Review - Teenage Dick at the Donmar Warehouse
In October, the Trafalgar Studios hosted a West End revival of the late Peter Nicols's play 1967 play A Day in the Death of Joe Egg that revolves around a married couple caring for their severely disabled daughter. The production broke new ground by the casting of Storme Toolis, who herself has cerebral palsy, in the title role. As I wrote in my review: "It puts the disability at the centre of the play in plain sight, and we can't look away. Nor, watching this finely-tuned production, would we want to."
And affirming that theatre is no longer just a question of what stories get told but who gets to tell them now is the London premiere of Teenage Dick, which premiered last year at New York's Public Theatre, in which playwright Mike Lew specifies in the published script, "Cast disabled actors for Richard and Buck. They exist and they're out there... In no case should able-bodied actors 'play' disabled."

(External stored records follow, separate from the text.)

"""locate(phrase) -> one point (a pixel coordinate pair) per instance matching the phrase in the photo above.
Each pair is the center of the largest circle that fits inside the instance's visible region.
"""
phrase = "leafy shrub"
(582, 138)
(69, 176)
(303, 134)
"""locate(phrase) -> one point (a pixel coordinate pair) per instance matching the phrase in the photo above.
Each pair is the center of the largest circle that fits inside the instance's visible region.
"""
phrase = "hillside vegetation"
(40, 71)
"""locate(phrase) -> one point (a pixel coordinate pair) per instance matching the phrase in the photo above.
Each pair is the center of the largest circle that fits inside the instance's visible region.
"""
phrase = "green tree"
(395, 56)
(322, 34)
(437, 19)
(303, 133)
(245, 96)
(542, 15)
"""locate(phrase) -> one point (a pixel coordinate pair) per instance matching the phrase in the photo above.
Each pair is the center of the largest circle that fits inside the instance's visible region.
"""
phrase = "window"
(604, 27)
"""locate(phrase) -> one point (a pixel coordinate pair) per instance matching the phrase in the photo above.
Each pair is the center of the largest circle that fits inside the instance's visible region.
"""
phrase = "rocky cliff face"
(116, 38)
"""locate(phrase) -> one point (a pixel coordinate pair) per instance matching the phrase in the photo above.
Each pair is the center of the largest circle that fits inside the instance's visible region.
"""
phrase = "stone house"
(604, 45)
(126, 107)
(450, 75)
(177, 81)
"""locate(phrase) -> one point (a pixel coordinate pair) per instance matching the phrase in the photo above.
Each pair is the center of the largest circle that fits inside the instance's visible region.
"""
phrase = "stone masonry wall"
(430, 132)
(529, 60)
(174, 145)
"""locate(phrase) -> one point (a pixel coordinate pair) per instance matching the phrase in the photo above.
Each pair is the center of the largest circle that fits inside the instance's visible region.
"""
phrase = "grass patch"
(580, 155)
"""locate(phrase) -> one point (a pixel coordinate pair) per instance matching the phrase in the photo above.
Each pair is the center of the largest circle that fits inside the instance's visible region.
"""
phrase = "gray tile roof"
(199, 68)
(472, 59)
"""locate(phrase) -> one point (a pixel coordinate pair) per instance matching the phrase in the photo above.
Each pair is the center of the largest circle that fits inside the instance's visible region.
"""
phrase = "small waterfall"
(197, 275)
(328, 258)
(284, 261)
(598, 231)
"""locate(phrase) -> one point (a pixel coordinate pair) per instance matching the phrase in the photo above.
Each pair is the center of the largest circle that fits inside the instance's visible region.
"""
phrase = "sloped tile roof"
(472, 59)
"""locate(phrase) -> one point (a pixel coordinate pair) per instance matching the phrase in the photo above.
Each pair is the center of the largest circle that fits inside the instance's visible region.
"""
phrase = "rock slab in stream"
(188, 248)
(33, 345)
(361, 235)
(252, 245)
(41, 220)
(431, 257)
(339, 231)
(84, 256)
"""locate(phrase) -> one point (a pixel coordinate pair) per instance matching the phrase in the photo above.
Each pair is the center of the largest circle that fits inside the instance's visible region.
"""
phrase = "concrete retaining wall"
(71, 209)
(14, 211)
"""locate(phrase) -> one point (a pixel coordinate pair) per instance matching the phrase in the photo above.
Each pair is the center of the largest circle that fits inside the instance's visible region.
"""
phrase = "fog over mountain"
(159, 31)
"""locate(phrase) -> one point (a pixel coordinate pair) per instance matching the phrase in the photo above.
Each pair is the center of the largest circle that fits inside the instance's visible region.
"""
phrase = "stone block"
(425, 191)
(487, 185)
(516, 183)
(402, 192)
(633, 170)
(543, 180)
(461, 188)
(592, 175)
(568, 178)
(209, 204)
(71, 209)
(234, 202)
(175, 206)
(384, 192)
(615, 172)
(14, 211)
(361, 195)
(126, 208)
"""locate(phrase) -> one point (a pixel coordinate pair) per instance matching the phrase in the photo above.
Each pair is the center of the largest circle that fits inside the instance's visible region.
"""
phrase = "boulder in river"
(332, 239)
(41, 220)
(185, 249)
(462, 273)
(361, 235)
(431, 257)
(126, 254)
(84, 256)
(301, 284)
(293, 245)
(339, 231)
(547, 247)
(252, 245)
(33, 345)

In the New York production, the title character was originated by an actor who, like the one in the recent production of Joe Egg, has cerebral palsy. In London, he is being played now by a young London-based Australian actor called Daniel Monks who has hemiplegia. And it matters, not just because of the question of opportunities being newly afforded to disabled actors, but also because the play is about outsider status and classroom bullying which become amplified when the stakes are palpably increased.

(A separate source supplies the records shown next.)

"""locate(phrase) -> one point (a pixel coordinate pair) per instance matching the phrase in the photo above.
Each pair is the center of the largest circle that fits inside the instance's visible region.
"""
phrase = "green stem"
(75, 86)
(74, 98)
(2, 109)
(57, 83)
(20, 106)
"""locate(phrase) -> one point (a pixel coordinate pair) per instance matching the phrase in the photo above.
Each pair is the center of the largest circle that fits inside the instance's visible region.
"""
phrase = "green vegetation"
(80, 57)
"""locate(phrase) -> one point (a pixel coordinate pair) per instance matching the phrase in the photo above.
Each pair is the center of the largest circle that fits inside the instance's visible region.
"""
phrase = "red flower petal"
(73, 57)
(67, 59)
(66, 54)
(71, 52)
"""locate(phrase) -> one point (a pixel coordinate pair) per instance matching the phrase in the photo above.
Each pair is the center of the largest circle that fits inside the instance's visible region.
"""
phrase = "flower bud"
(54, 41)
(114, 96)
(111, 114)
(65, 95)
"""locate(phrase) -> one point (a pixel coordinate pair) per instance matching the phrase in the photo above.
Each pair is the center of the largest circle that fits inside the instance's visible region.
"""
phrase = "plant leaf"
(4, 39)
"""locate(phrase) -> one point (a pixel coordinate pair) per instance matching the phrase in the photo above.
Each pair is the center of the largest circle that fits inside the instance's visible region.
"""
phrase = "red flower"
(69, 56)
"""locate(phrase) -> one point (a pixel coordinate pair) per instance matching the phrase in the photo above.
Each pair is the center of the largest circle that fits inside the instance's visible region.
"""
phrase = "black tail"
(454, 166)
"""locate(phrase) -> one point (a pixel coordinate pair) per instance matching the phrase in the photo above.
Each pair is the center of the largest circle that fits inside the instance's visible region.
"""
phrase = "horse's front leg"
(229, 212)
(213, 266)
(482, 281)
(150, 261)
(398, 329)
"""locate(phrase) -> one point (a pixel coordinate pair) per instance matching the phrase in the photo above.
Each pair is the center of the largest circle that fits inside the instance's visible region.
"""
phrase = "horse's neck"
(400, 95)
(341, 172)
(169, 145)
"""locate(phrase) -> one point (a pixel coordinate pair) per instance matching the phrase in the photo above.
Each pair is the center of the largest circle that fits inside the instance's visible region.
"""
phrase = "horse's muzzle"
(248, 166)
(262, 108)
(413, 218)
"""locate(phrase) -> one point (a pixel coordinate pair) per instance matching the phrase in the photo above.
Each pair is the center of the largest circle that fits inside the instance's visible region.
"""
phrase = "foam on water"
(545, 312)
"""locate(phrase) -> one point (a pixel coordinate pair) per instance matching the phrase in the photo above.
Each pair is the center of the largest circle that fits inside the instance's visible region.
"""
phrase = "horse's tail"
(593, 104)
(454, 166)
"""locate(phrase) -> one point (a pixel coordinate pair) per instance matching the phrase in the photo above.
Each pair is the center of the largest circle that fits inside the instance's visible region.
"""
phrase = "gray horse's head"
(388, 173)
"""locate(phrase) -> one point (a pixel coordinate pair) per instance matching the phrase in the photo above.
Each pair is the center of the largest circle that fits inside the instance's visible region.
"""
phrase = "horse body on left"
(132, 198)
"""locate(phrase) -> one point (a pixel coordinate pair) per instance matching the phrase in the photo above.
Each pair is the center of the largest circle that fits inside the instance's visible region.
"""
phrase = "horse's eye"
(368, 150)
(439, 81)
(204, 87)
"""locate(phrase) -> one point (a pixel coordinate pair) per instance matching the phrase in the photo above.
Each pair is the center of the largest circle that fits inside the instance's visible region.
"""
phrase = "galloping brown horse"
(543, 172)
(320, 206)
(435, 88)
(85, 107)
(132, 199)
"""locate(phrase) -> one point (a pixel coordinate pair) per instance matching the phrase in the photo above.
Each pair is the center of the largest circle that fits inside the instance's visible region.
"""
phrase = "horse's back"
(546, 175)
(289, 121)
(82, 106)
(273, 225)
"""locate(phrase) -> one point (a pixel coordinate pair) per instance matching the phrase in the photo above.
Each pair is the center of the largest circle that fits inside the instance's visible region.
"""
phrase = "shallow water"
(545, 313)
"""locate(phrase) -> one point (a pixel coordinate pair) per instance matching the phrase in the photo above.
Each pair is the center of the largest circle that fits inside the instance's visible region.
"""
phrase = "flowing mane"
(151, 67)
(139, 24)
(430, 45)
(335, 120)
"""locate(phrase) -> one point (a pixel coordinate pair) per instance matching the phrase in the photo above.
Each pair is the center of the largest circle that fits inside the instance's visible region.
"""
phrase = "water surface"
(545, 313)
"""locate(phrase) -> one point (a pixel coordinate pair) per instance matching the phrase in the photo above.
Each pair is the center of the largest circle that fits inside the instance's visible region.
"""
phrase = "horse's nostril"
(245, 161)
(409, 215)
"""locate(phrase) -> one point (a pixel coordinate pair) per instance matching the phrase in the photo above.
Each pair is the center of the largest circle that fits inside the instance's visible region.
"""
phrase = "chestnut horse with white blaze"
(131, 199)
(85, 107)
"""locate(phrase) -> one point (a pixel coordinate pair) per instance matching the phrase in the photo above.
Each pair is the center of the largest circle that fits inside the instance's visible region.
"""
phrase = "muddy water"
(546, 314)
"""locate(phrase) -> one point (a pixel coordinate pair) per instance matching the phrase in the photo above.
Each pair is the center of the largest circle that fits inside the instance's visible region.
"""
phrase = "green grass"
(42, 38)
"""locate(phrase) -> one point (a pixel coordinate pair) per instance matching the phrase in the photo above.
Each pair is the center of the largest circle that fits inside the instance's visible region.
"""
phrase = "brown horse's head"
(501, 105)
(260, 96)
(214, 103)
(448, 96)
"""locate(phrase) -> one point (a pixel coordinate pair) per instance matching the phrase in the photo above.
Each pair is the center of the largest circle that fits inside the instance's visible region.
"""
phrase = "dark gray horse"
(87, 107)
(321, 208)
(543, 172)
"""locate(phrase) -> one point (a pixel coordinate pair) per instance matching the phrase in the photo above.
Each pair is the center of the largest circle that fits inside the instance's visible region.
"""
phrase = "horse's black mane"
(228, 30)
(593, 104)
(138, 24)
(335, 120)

It may be refreshing, as it is currently on Broadway, for a disabled actor to be playing a non-disabled role as Ali Stroker is proving so gloriously as Ado Annie in the current production of Oklahoma!, achieving her mobility via a wheelchair that allows her to engage in intricate choreography. But, this play provokes an even more urgent and specific conversation around visibility for both the actors and the characters they are playing, with Monks joined by the wheelchair-bound Ruth Madeley as 'Buck' Buckingham.

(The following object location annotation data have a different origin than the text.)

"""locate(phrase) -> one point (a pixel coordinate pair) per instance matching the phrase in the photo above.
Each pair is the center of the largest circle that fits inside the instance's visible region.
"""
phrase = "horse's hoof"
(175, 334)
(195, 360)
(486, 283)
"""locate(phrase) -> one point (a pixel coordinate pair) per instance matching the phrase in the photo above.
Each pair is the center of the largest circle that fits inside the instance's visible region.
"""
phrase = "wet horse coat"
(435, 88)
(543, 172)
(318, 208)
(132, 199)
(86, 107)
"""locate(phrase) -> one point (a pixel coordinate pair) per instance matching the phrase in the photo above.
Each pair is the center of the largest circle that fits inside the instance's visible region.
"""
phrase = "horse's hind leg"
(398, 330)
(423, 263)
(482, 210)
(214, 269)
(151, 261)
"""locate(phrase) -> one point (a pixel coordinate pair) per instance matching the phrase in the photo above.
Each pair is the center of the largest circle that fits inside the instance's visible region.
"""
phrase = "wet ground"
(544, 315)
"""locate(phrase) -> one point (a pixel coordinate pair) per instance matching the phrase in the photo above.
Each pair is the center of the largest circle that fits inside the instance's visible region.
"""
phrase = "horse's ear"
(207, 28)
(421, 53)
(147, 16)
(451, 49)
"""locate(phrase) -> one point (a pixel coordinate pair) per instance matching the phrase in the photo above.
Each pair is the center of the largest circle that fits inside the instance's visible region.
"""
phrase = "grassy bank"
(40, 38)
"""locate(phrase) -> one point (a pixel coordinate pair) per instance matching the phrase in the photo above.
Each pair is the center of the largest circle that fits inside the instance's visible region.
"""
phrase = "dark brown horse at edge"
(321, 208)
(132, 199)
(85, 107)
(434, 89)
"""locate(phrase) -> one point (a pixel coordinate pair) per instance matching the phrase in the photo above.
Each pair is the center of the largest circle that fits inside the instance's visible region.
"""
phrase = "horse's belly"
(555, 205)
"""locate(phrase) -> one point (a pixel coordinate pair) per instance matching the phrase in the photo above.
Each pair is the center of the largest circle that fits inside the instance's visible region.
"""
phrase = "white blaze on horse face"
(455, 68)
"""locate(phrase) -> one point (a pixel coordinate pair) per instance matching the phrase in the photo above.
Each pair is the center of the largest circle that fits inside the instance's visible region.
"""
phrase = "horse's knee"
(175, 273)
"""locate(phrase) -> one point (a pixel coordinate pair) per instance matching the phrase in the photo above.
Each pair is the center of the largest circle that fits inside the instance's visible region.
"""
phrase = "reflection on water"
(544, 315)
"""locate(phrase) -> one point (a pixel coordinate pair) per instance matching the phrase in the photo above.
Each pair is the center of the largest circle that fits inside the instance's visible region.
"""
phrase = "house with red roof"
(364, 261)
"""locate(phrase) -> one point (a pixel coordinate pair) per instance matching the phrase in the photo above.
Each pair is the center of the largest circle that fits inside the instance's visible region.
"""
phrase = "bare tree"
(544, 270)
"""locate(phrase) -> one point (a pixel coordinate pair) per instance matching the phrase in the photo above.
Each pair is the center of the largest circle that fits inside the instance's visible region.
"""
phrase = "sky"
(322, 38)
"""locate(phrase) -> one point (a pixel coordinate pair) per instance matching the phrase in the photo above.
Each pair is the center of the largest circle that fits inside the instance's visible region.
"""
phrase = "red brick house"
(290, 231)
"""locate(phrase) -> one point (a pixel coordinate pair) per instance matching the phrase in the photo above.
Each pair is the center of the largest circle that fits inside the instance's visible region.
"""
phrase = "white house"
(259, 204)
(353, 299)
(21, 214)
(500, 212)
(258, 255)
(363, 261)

Given that the play is an energetic, youthful riff on the themes of Shakespeare's Richard III - relocated to a contemporary American high school gym, where Richard is running for high school president - it also burrows deep into questions of ambition, school politics and dating, and the influences of social media inside and outside the classroom. It reminded me, in part, of a non-musical Dear Evan Hansen.
I was immensely relieved that, despite its cheeky, teasing title, this was nothing like the search criteria someone might enter on Pornhub, but a challenging play that asks urgent questions and, in Mike Longhurst's intimate and engrossing production, provides a lot of food for thought.
Teenage Dick is at the Donmar Warehouse to 1st February 2020.